We recently addressed issues affecting Box Webapp, Public and Uploads & Downloads. We would like to take the opportunity to further explain these issues and the steps we have taken to keep them from happening in the future.

Between 4:30 AM PST and 5:05 AM PST on December 15, 2023, some users may have experienced difficulties while working in Box. During these times, some users may have experienced slowness and failures interacting with parts of the Box Webapp and public API, including Uploads and Downloads. The issue occurred due to an issue with the deployment of a new DB Access Control service on our database fleet. We were able to resolve the issue by temporarily disabling the problematic service. In addition, we are working to improve our testing and rollout process for services being deployed to our database fleet to prevent similar issues from occurring in the future.

Analysis

The DB Access Control service is a service that enables new user access controls to be applied automatically and frequently. This allows for faster development of new DB functionality that requires access control changes, resulting in faster team velocity and ultimately more stable and reliable infrastructure.

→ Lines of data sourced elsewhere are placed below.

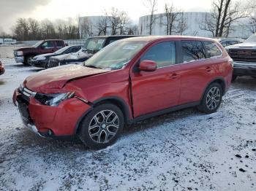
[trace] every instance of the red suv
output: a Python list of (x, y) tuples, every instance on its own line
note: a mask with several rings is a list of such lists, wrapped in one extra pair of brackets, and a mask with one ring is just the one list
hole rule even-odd
[(15, 90), (23, 122), (42, 136), (113, 144), (124, 123), (197, 106), (217, 111), (233, 61), (211, 39), (144, 36), (115, 42), (83, 63), (39, 71)]

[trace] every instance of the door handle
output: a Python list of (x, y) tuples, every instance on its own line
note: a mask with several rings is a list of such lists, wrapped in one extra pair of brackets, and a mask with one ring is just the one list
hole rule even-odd
[(208, 67), (206, 68), (206, 71), (207, 72), (211, 72), (211, 71), (212, 71), (211, 67), (208, 66)]
[(176, 79), (179, 77), (179, 75), (178, 75), (177, 74), (174, 73), (170, 75), (170, 79)]

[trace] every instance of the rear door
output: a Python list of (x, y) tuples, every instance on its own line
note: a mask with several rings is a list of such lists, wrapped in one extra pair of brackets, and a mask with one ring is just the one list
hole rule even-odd
[(61, 49), (62, 47), (64, 47), (65, 46), (64, 42), (63, 41), (61, 40), (57, 40), (56, 41), (56, 47), (55, 47), (55, 50), (56, 51), (59, 49)]
[(155, 61), (157, 69), (130, 71), (135, 117), (177, 105), (180, 94), (175, 42), (154, 44), (140, 57), (146, 60)]
[(181, 41), (181, 45), (183, 63), (179, 104), (184, 104), (200, 100), (205, 87), (218, 73), (221, 61), (217, 57), (222, 52), (211, 42)]
[(56, 43), (55, 41), (45, 41), (39, 47), (39, 53), (53, 53), (56, 51)]

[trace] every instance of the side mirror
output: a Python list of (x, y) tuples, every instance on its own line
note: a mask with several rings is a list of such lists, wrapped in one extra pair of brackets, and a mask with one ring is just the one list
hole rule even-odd
[(140, 63), (140, 71), (153, 71), (157, 69), (157, 63), (151, 61), (143, 61)]

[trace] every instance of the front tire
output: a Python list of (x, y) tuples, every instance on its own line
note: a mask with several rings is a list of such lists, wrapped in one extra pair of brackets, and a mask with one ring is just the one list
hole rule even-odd
[(211, 84), (206, 90), (200, 104), (197, 106), (199, 111), (211, 114), (216, 112), (222, 100), (223, 90), (219, 83)]
[(236, 76), (236, 75), (233, 75), (233, 76), (232, 76), (232, 79), (231, 79), (231, 82), (235, 82), (235, 81), (236, 81), (236, 78), (237, 78), (237, 76)]
[(78, 136), (94, 149), (113, 144), (124, 127), (124, 115), (116, 105), (105, 104), (96, 106), (81, 122)]
[(34, 55), (27, 55), (26, 56), (24, 65), (26, 66), (31, 66), (31, 60), (33, 58)]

On the morning of December 13th, an operator started the rollout of the DB Access Control service by deploying it to a single database pod. At that time, it was configured to execute its work every 10 minutes. Approximately 10 minutes after the deployment, we saw degradation on that pod, causing the impact seen on December 13. The operator suspected that the service frequency was the cause and remediated by configuring the service to execute its work once a day at a low-traffic time. The next steps should have been to validate the changes in a way that would not result in customer impact and then deploy it again on a single pod. However, the standard process was unintentionally not adhered to in this case and the change was instead deployed across the fleet, leading to additional impact as seen on December 15.

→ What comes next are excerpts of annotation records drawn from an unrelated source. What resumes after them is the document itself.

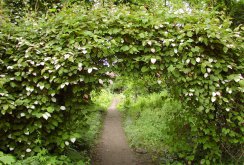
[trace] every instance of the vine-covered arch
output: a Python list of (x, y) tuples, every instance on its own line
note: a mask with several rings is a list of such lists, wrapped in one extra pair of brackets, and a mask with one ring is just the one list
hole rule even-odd
[(18, 145), (20, 154), (41, 139), (62, 150), (79, 136), (66, 122), (86, 113), (90, 91), (109, 82), (109, 71), (161, 74), (187, 110), (193, 148), (208, 159), (221, 155), (223, 143), (241, 144), (243, 38), (219, 17), (73, 7), (34, 24), (3, 25), (0, 148)]

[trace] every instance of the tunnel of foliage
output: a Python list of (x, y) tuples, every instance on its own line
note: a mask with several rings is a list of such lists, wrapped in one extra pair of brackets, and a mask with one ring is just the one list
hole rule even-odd
[(187, 138), (171, 152), (183, 161), (219, 163), (242, 154), (243, 27), (232, 30), (221, 14), (74, 5), (18, 26), (2, 21), (0, 30), (4, 153), (62, 152), (82, 138), (69, 126), (79, 114), (86, 133), (90, 92), (118, 72), (157, 75), (181, 102)]

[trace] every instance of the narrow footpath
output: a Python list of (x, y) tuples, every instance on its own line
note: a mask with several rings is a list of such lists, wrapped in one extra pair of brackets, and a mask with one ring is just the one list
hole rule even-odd
[(101, 139), (93, 155), (92, 165), (151, 165), (145, 155), (133, 152), (127, 143), (115, 98), (108, 109)]

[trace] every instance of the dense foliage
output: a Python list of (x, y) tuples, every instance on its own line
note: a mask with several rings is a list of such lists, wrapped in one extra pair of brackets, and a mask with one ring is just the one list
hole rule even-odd
[[(89, 127), (90, 92), (110, 71), (157, 74), (184, 108), (189, 162), (243, 151), (242, 28), (222, 15), (144, 6), (65, 8), (1, 25), (0, 144), (16, 155), (63, 151)], [(108, 65), (110, 67), (108, 67)], [(75, 125), (73, 125), (75, 126)], [(77, 128), (76, 128), (77, 129)], [(173, 141), (172, 141), (173, 142)], [(41, 146), (41, 147), (40, 147)]]

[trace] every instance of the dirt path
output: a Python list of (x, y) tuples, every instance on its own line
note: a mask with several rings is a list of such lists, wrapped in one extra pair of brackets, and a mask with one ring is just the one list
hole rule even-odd
[(122, 128), (120, 113), (116, 110), (119, 99), (108, 109), (102, 137), (93, 156), (92, 165), (151, 165), (145, 155), (134, 153), (128, 146)]

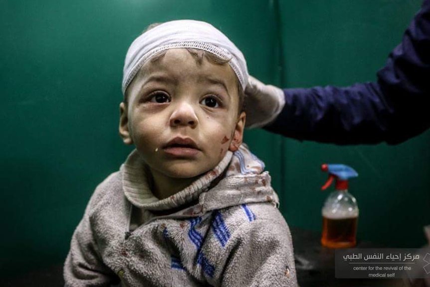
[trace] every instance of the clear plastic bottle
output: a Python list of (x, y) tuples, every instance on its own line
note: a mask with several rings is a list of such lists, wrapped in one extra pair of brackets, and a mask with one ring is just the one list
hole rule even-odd
[(323, 165), (322, 170), (330, 174), (323, 190), (333, 180), (336, 182), (336, 190), (330, 194), (322, 210), (321, 244), (332, 248), (353, 247), (357, 244), (359, 209), (355, 198), (348, 192), (348, 179), (358, 174), (344, 165)]

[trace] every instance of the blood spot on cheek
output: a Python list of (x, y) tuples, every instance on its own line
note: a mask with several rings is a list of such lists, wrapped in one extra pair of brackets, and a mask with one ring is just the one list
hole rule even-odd
[(226, 142), (227, 142), (227, 141), (228, 141), (228, 140), (229, 140), (229, 139), (229, 139), (228, 138), (227, 138), (226, 136), (224, 136), (224, 138), (223, 138), (223, 139), (222, 139), (222, 141), (221, 141), (221, 144), (224, 144), (224, 143), (225, 143)]

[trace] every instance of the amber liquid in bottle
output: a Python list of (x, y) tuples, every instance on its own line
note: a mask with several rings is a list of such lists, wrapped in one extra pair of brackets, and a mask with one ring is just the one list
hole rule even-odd
[(356, 236), (358, 216), (346, 218), (330, 218), (323, 215), (323, 246), (348, 248), (357, 244)]

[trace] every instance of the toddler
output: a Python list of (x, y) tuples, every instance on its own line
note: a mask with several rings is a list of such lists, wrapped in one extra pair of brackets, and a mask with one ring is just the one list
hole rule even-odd
[(132, 43), (120, 134), (136, 149), (96, 189), (66, 286), (296, 286), (291, 235), (264, 164), (242, 143), (242, 53), (183, 20)]

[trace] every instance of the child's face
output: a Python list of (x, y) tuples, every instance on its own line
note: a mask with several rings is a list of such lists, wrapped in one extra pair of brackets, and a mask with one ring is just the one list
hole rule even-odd
[(167, 50), (142, 66), (120, 105), (120, 133), (151, 171), (190, 178), (213, 169), (242, 141), (236, 75), (228, 64), (185, 49)]

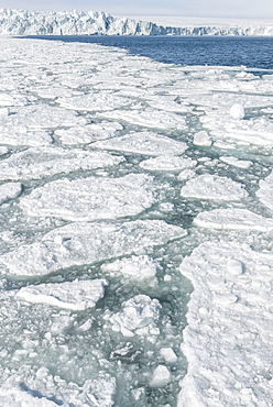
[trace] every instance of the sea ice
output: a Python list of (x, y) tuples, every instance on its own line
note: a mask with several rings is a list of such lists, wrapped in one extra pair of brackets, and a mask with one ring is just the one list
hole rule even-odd
[(160, 270), (160, 264), (148, 255), (131, 256), (101, 265), (103, 275), (121, 276), (123, 283), (131, 282), (141, 286), (154, 286), (156, 284), (156, 272)]
[(230, 178), (204, 174), (189, 179), (182, 188), (181, 195), (197, 199), (241, 200), (248, 193), (241, 184)]
[(183, 333), (188, 372), (179, 407), (271, 405), (272, 264), (272, 253), (232, 241), (203, 243), (183, 261), (195, 290)]
[(164, 387), (171, 382), (172, 375), (168, 369), (160, 364), (153, 372), (153, 376), (150, 381), (151, 387)]
[(19, 197), (22, 190), (22, 184), (20, 183), (6, 183), (0, 185), (0, 205)]
[(97, 113), (97, 117), (125, 121), (144, 128), (163, 129), (163, 130), (185, 130), (186, 121), (182, 114), (165, 112), (156, 109), (140, 111), (132, 110), (113, 110), (103, 113)]
[(29, 216), (90, 221), (133, 216), (155, 202), (153, 179), (129, 174), (121, 178), (62, 179), (21, 199)]
[(243, 169), (249, 168), (251, 166), (251, 164), (252, 164), (251, 161), (248, 161), (248, 160), (238, 160), (237, 157), (222, 156), (222, 157), (220, 157), (220, 160), (223, 163), (227, 163), (229, 165), (232, 165), (232, 166), (238, 167), (238, 168), (243, 168)]
[(105, 279), (47, 283), (22, 287), (15, 298), (34, 304), (83, 311), (94, 308), (105, 295)]
[(260, 215), (240, 208), (214, 209), (200, 212), (194, 219), (194, 223), (201, 228), (222, 230), (256, 230), (259, 232), (273, 230), (273, 219), (263, 218)]
[(123, 337), (159, 336), (157, 322), (161, 305), (157, 299), (151, 299), (146, 295), (138, 295), (122, 302), (122, 311), (107, 318), (110, 320), (114, 331), (121, 332)]
[(132, 132), (120, 138), (99, 141), (94, 143), (92, 147), (157, 156), (183, 154), (187, 145), (152, 132)]
[(244, 118), (244, 108), (242, 105), (236, 103), (230, 108), (230, 116), (233, 119), (243, 119)]
[(111, 94), (89, 94), (72, 98), (58, 98), (57, 103), (66, 109), (85, 111), (105, 111), (120, 109), (133, 100)]
[(107, 152), (31, 147), (0, 162), (0, 179), (40, 179), (61, 173), (103, 168), (122, 162)]
[(35, 276), (59, 268), (92, 264), (109, 258), (145, 254), (151, 246), (186, 235), (179, 227), (160, 220), (120, 223), (70, 223), (0, 255), (0, 271)]
[(259, 186), (258, 198), (265, 207), (273, 210), (273, 172), (265, 179), (261, 179)]
[(190, 158), (183, 158), (172, 155), (160, 155), (155, 158), (144, 160), (140, 167), (148, 170), (178, 172), (196, 166), (197, 162)]
[(194, 135), (194, 144), (209, 147), (212, 144), (212, 140), (206, 131), (201, 130)]
[(116, 122), (101, 122), (81, 127), (75, 125), (70, 129), (57, 129), (54, 135), (57, 135), (64, 145), (83, 145), (112, 138), (117, 131), (122, 129), (123, 127)]

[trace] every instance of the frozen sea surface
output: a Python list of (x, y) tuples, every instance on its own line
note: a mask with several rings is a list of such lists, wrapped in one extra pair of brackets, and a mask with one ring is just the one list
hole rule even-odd
[(272, 406), (270, 72), (0, 42), (0, 405)]

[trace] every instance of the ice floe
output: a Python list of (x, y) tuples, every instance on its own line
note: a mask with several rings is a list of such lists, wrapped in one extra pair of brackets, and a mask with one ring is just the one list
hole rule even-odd
[(194, 167), (196, 164), (197, 162), (190, 158), (161, 155), (155, 158), (142, 161), (140, 163), (140, 167), (149, 170), (178, 172), (185, 168)]
[(57, 129), (54, 135), (57, 135), (64, 145), (83, 145), (112, 138), (122, 129), (122, 125), (116, 122), (101, 122), (81, 127), (75, 125), (70, 129)]
[(138, 295), (122, 304), (122, 311), (106, 316), (114, 331), (121, 332), (123, 337), (133, 336), (153, 337), (160, 334), (157, 327), (161, 305), (157, 299), (151, 299), (146, 295)]
[(260, 188), (256, 196), (265, 207), (273, 210), (273, 173), (265, 179), (260, 180)]
[(241, 200), (248, 196), (242, 185), (227, 177), (204, 174), (189, 179), (181, 190), (182, 197), (216, 200)]
[(61, 179), (34, 189), (21, 199), (29, 216), (90, 221), (133, 216), (155, 202), (155, 186), (149, 176)]
[(72, 98), (58, 98), (57, 103), (66, 109), (85, 111), (105, 111), (120, 109), (132, 100), (117, 95), (90, 94), (74, 96)]
[(161, 266), (148, 255), (133, 255), (129, 258), (116, 260), (113, 263), (105, 263), (101, 265), (101, 271), (105, 275), (120, 276), (123, 283), (154, 286), (156, 272), (161, 271)]
[(195, 290), (178, 406), (271, 405), (272, 262), (272, 253), (238, 242), (204, 243), (183, 261)]
[(3, 274), (45, 275), (59, 268), (145, 254), (148, 248), (185, 235), (182, 228), (160, 220), (72, 223), (46, 233), (40, 242), (0, 255), (0, 270)]
[(120, 120), (144, 128), (163, 130), (185, 130), (187, 128), (185, 118), (182, 114), (165, 112), (163, 110), (113, 110), (103, 113), (97, 113), (97, 117)]
[(31, 147), (0, 162), (0, 179), (40, 179), (61, 173), (103, 168), (122, 161), (107, 152)]
[(120, 138), (99, 141), (94, 143), (92, 147), (151, 156), (179, 155), (187, 150), (185, 143), (153, 132), (132, 132)]
[(83, 311), (94, 308), (105, 295), (105, 279), (75, 280), (59, 284), (40, 284), (22, 287), (17, 298), (28, 302)]
[(22, 184), (20, 183), (6, 183), (0, 185), (0, 205), (19, 197), (22, 190)]
[(222, 230), (256, 230), (260, 232), (273, 230), (273, 219), (240, 208), (214, 209), (200, 212), (194, 219), (194, 223), (201, 228)]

In addition to optimizing the DB Access Control service to be less resource-intensive, we intend to make some process changes in response to this issue. There is already a general standard process that should be followed when deploying services to the Database fleet. However, to minimize the likelihood of similar situations occurring again, we are updating our documentation to better ensure that all operators have a comprehensive understanding of the standard process and that such process is consistently followed.

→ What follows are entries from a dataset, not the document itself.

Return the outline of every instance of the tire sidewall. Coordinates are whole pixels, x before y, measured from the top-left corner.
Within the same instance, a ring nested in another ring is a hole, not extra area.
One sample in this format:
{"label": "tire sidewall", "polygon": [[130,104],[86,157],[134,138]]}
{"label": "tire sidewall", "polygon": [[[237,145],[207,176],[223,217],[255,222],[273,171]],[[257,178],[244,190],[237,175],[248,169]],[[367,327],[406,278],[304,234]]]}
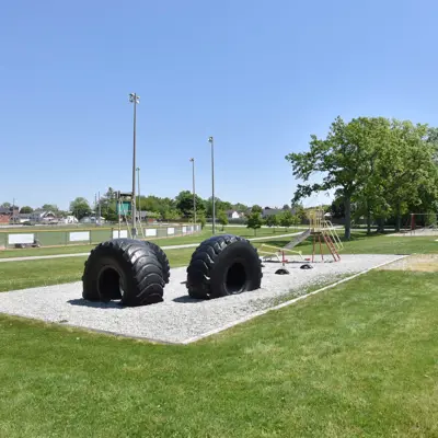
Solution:
{"label": "tire sidewall", "polygon": [[234,263],[241,263],[246,273],[246,280],[242,289],[232,295],[239,295],[254,290],[261,286],[261,262],[258,254],[251,243],[235,241],[221,251],[215,261],[210,277],[211,297],[224,297],[230,295],[227,290],[226,279],[230,267]]}

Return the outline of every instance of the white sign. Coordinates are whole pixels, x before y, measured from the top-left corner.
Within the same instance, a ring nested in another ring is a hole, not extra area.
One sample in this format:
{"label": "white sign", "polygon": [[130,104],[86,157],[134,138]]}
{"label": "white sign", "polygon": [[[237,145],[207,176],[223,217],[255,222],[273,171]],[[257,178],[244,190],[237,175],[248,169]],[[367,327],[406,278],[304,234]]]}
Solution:
{"label": "white sign", "polygon": [[83,242],[90,240],[90,231],[73,231],[70,233],[70,242]]}
{"label": "white sign", "polygon": [[10,245],[14,243],[34,243],[34,234],[9,234],[8,243]]}
{"label": "white sign", "polygon": [[128,230],[113,230],[113,239],[126,239],[128,237]]}

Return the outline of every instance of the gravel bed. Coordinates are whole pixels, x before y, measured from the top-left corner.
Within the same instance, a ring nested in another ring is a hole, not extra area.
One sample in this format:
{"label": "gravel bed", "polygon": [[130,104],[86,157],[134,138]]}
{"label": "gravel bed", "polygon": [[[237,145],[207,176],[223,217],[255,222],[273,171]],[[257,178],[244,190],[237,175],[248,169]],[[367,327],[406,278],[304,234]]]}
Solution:
{"label": "gravel bed", "polygon": [[289,299],[291,293],[298,296],[399,258],[400,255],[342,255],[341,262],[315,263],[313,269],[300,269],[302,263],[289,264],[290,275],[275,275],[279,264],[267,262],[261,289],[206,301],[187,296],[182,284],[186,268],[181,267],[171,270],[164,301],[158,304],[122,308],[117,302],[88,302],[81,298],[82,283],[72,283],[0,293],[0,312],[155,342],[187,343],[251,318]]}

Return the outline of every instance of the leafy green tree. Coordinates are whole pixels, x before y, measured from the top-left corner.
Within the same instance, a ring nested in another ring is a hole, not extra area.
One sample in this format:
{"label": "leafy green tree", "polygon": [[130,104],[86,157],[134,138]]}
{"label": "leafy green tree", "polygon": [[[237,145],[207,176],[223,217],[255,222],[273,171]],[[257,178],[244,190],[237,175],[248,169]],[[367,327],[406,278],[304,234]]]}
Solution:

Next Steps and Corrective Actions

The following corrective actions have been completed or are planned:

  • The relevant DB service was temporarily disabled to remediate the issue.
  • The relevant DB service has been optimized to be less resource-intensive and will automatically refuse to run during high-traffic times
  • Rollout process for all DB services will be more thoroughly documented
  • Operators will receive additional training to ensure that they have a comprehensive understanding of the documented rollout process

We are continuously working to improve Box and want to make sure we are delivering the best product and user experience we can. We hope we have provided some clarity here and we would be happy to answer any questions you may still have regarding this matter. 

Sincerely,

The Box Team

Posted Jan 19, 2024 - 08:10 PST

Resolved
After further monitoring, this incident is now considered resolved. Service has been restored to full functionality. If you continue to experience any issues, please contact Box Support at https://support.box.com.
Posted Dec 15, 2023 - 06:35 PST
Update
Our team has taken steps to remediate this issue and our services should be returned to full functionality. We are continuing to monitor for any additional impact.
Posted Dec 15, 2023 - 05:34 PST
Monitoring
Our team has taken steps to remediate this issue and is seeing improvement for the services that have been affected. We are continuing to monitor for any additional impact.
Posted Dec 15, 2023 - 05:22 PST
Investigating
Our team is investigating an issue that could affect All Files page, Downloads, API calls. Users may see errors when attempting to preview files or share files. We will provide additional information as it becomes available.
Posted Dec 15, 2023 - 05:12 PST
This incident affected: Box Platform / API (Content API) and Box Web Application (Login/SSO, Uploads/Downloads, Preview).